Every developer knows you don't ship code without running it through a linter first. The same principle applies to AI-assisted content: if you're not running a detection pass before you edit, you're debugging blindly.
That gap in process — writing, editing once, submitting — is what cost one freelance writer two clients and a significant chunk of his monthly income. Here's how he diagnosed the problem, built a repeatable workflow, and eliminated false flags entirely.
## What an AI Checker Rewriter Actually Is
An AI checker rewriter is a closed feedback loop, not a one-shot transformation. The process: run content through an AI detection tool, identify the flagged sections, rewrite specifically those sections, repeat until clean. It's structurally identical to a test-fix-test cycle in software — the detection tool functions as your test suite, and each rewrite is a patch.
Most people skip the initial scan and rewrite based on intuition. That's why they keep failing. Without a baseline, you have no signal about which sentences are actually triggering detectors and which are already clean.
## Diagnosing the Root Cause
Marcus had been freelancing for three years when two clients flagged his work within six weeks. One ended the engagement. The other cut his rate by 40% and put him on probationary status. His workflow at the time: use ChatGPT to generate outlines and rough paragraph drafts, then rewrite heavily before submitting.
He assumed sufficient manual editing would clear any detection signal. It didn't. Understanding [how AI detectors work](/blog/how-ai-detectors-work-2026) reveals why — these tools don't pattern-match on specific phrases. They analyze sentence-level probability distributions, syntactic rhythm, and structural patterns across the full document. Marcus's edits were lexical substitutions.

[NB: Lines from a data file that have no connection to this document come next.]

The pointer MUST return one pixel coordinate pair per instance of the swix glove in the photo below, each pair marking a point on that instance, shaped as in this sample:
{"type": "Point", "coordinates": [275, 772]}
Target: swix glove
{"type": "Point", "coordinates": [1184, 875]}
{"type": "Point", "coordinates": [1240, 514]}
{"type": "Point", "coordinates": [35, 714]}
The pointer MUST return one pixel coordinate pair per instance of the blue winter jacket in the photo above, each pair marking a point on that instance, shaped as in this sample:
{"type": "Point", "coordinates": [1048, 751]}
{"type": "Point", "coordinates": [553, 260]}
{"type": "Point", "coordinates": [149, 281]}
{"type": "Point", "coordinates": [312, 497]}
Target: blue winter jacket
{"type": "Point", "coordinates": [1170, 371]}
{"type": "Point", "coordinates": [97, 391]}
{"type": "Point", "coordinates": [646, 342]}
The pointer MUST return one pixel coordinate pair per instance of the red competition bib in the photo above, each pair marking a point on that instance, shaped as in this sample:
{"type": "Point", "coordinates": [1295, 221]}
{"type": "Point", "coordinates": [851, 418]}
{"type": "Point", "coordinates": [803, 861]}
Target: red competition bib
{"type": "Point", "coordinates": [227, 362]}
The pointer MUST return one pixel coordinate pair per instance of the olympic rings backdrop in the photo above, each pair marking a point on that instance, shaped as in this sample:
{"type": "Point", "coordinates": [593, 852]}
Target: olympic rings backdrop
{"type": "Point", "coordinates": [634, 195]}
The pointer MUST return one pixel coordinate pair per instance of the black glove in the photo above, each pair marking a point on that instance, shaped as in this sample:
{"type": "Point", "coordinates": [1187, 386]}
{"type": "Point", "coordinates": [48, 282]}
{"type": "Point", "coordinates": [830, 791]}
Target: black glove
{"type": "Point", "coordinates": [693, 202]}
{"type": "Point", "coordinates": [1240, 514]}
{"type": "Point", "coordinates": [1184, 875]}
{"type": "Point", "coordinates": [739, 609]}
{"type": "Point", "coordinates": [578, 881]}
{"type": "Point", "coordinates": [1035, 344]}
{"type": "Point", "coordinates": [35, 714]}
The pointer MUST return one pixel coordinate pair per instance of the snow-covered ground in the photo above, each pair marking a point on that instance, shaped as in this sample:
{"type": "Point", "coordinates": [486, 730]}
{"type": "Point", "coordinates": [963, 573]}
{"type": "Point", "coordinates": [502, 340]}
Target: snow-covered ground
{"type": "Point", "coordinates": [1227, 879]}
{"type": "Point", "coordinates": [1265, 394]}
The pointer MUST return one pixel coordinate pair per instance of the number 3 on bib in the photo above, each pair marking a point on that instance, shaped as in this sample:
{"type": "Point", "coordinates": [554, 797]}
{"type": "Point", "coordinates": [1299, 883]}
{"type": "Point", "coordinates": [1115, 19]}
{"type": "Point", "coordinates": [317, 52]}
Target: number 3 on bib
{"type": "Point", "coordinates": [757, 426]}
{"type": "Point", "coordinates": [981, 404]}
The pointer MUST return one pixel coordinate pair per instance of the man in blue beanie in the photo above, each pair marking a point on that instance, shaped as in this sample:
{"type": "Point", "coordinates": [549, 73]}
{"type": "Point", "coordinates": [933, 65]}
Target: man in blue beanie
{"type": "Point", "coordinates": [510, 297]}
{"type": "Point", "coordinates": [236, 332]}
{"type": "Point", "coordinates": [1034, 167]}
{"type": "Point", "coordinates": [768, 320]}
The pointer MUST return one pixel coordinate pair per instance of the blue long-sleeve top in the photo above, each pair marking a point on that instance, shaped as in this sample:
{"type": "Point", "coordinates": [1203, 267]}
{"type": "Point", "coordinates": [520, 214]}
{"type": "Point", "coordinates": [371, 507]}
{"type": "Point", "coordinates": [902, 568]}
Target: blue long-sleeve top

He replaced words and trimmed sentences, but the underlying cadence of the AI-generated draft remained intact in the statistical signal detectors score against.
He was losing real money because he had no system — and no feedback loop to tell him what was actually broken.
## The Check-Rewrite-Check Workflow
The fix wasn't to stop using AI. It was to instrument the process. Marcus built a five-step loop:
- **Step 1 — Draft freely.** Generate the full piece without self-censoring. First-pass quality doesn't matter here.- **Step 2 — Establish a baseline before editing anything.** Run the raw draft through WriteMask's [free AI detector](/detect) to identify exactly which paragraphs are flagging and at what confidence level. This is your initial test output.- **Step 3 — Rewrite only the flagged sections.** Don't touch content the detector already scored as clean. Targeting only high-probability sentences is what separates an efficient workflow from wasted effort.- **Step 4 — Use [WriteMask](/dashboard) on stubborn sections.** Some paragraphs resisted manual rephrasing regardless of approach. For those, he ran them through WriteMask's humanizer, then applied one final editorial pass on top of the output.- **Step 5 — Final scan before delivery.** Non-negotiable gate. Every submission, every time.
## Why Paraphrasers Don't Solve the Underlying Problem
Before landing on this workflow, Marcus tested a commonly recommended alternative. He'd already reviewed the data on [QuillBot's limitations against AI detection](/blog/does-quillbot-bypass-ai-detection), but confirmed it firsthand — paraphrase-based tools perform lexical substitution without restructuring the sentence patterns that detectors actually score on. The statistical fingerprint of the original draft survives the transformation.
WriteMask produced different output. The humanized text read like an editorial revision rather than a thesaurus pass, and crucially, it held up across multiple detectors — not just the one used during the workflow. Within two months of consistently running the check-rewrite-check loop, Marcus had zero client flags. WriteMask's documented 93% pass rate on major detectors aligned directly with his observed results.
## What Skipping the Initial Scan Actually Costs You
Editing AI content without a prior detection pass means you're allocating effort without signal. You spend time rewriting sections that were already clean while leaving the actual high-probability sentences untouched. It's the equivalent of optimizing the wrong bottleneck.
The check-first approach seems obvious in retrospect. But most writers, students, and marketers skip it because they've convinced themselves their edits were thorough. Statistically, they usually weren't thorough enough.
One edge case worth handling separately: if content you wrote without AI assistance is getting flagged, that's a false positive problem, not a rewriting problem. [AI detection false positives](/blog/false-positives-ai-detection) are a real and documented issue — but running the same check-first workflow still gives you precise signal about which specific patterns are triggering the detector, so you can address them directly rather than guessing at the cause.
The core system is simple: treat the detector as a linter, not a judge. Run it before you edit. Patch only what it flags. Run it again before you ship. Check. Rewrite. Check again. That's the entire loop.